(M. Sconcerti) – Non ci sono stati finora acquisti che abbiano cambiato le gerarchie. Si è girato molto intorno ai particolari, non alla sostanza. La cosa straordinaria è stato il numero dei giocatori trattati. Secondo uno studio uscito l’8 agosto scorso, le squadre di serie A hanno trattato nel complesso 1.152 giocatori, i tedeschi 315, gli inglesi 207, gli spagnoli 284. La cosa è spiegabile con la povertà: in Italia si parla di più con tutti perché si cerca di spendere meno degli altri, si amplia cioè il mercato. Questa parziale povertà corrisponde alla fine di una lunga fase non industriale del calcio, cioè il vecchio mecenatismo. I presidenti coprivano i debiti con gli incassi delle loro attività prevalenti, quelle fuori dal calcio.
Oggi i soldi da investire non vengono da surplus finanziari ma dalle banche. Sono soldi sempre eventualmente a perdere, ma sempre e comunque da restituire. La nuova condanna al bilancio ci ha impoverito in Europa, ma ha aperto nuove possibilità in Italia. Se nessuno è davvero ricco, diventa fondamentale la bravura nello scegliere i giocatori. Diventano decisivi meriti che decisivi sono stati raramente, chiusi dalle singole forze economiche. Parlando del futuro che comincia sabato non si può dunque che ricominciare dal passato. Il vero cambiamento lo ha fatto la Juventus passando da Conte ad Allegri e rimanendo sola davanti al peso di vincere per la quarta volta.
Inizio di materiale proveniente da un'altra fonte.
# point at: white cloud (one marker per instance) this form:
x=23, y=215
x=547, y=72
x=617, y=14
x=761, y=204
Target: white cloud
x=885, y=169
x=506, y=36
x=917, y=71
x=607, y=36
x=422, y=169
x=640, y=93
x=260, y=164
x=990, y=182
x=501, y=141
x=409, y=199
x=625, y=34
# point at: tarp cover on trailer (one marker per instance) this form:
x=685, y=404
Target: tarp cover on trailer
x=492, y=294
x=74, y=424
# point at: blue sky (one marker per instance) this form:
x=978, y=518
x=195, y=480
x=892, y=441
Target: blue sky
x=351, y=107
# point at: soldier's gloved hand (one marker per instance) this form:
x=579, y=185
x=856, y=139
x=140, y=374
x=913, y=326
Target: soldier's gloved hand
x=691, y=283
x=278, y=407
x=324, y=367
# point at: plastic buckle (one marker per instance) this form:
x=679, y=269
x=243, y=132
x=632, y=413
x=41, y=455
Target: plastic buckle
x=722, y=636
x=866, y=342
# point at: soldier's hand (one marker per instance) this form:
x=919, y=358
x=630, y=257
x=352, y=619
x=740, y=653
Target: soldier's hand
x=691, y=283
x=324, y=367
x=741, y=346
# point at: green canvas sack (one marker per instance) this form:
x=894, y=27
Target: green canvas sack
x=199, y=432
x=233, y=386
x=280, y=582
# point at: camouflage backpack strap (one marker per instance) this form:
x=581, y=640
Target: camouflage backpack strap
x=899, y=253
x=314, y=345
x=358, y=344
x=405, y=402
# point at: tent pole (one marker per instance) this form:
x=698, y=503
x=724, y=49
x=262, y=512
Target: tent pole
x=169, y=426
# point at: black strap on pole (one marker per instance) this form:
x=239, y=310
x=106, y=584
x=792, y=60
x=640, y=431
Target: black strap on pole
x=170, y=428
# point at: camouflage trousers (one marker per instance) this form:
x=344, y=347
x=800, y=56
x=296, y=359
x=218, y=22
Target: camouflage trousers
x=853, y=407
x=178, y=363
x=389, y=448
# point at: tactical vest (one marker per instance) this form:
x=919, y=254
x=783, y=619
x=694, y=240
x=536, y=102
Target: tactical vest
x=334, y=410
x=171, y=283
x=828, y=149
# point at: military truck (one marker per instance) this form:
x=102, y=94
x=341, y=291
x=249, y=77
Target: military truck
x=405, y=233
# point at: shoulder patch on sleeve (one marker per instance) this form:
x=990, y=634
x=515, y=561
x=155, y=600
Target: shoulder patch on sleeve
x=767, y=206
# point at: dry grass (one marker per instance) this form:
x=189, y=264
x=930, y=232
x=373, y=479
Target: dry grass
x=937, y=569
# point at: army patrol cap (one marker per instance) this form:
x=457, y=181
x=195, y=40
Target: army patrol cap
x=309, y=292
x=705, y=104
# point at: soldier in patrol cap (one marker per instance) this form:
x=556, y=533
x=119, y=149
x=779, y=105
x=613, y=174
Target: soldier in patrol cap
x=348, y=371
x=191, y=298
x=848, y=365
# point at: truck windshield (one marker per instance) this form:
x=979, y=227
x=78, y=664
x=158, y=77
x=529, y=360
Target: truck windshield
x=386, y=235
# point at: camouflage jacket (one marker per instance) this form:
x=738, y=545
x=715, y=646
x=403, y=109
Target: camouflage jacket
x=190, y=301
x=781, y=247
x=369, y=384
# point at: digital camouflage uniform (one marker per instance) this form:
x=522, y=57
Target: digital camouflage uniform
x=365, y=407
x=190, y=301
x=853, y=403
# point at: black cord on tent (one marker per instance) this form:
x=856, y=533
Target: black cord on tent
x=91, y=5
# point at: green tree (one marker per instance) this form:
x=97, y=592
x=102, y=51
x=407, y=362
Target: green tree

La squadra è la stessa, sono cambiati alcuni giocatori della panchina comunque importanti (Evra, Romulo, Pereyra).
Sostanzialmente uguale anche la Roma. C’è Iturbe al posto di Lijaic, è partito Benatia ed è arrivato un altro buon difensore, Manolas. Da vedere se resterà Destro. Si è in sostanza rafforzata la cornice, non dato altra vita ai colori del quadro.
Stessa cosa per il Napoli che è già al suo top con questi uomini. Dipende dai quattro attaccanti, la fortuna semmai è di averli già saputi mettere insieme. De Guzman al posto di Inler a mio avviso cambia poco. Ha costruito di più l’Inter, anche se lavorando quasi soltanto sui prestiti. Il che significa che se andasse bene, la prossima estate bisognerebbe spendere molto solo per confermare questa squadra. A me sembra che l’Inter sia quella ad aver fatto il passo più lungo, si è messa finalmente in condizione di usare la qualità di Hernanes-Kovacic e dei suoi attaccanti. Se quella qualità saprà venire fuori. Non è forse da scudetto, ma nessuna squadra lo è davvero. Tutte, anche le migliori, sono legate a scommesse proprie e all’incompletezza delle altre. Questo equilibrio è il vero regalo offertoci dai pochi soldi attuali. Il Milan sembra avere energia e confusione, è una squadra messa insieme più secondo occasione che volontà. Niente a che vedere con il passato, è anzi quella che paga di più il passaggio dal mecenatismo alla fase industriale, però è il Milan, ed è dentro un campionato di tutti e di nessuno.
Se devo essere sincero, non vedo una squadra completa, ma qualcuno lo diventerà per strada calibrandosi meglio sugli avversari. Direi la Roma, ma è un oro fin troppo evidente, potrebbe perdersi. Altrimenti Juve o Inter. Per la prima volta dopo tanto tempo torneranno a essere importanti i giovani. Ce ne sono di italiani e stranieri (Kovacic, El Shaarawy, Iturbe, Ucan, Babacar, Bernardeschi, Icardi, Cristante, Gabbiadini, Berardi, Keita, Destro), la loro crescita in corso d’opera può essere determinante. Non mi fascerei invece la testa per Conte e la Nazionale. Dal 2006 a oggi, nei gironi di qualificazione a Europei e Mondiali, abbiamo perso una sola partita (con la Francia a Parigi il 6 settembre 2006). E solo di qualificazioni parleremo nei prossimi due anni.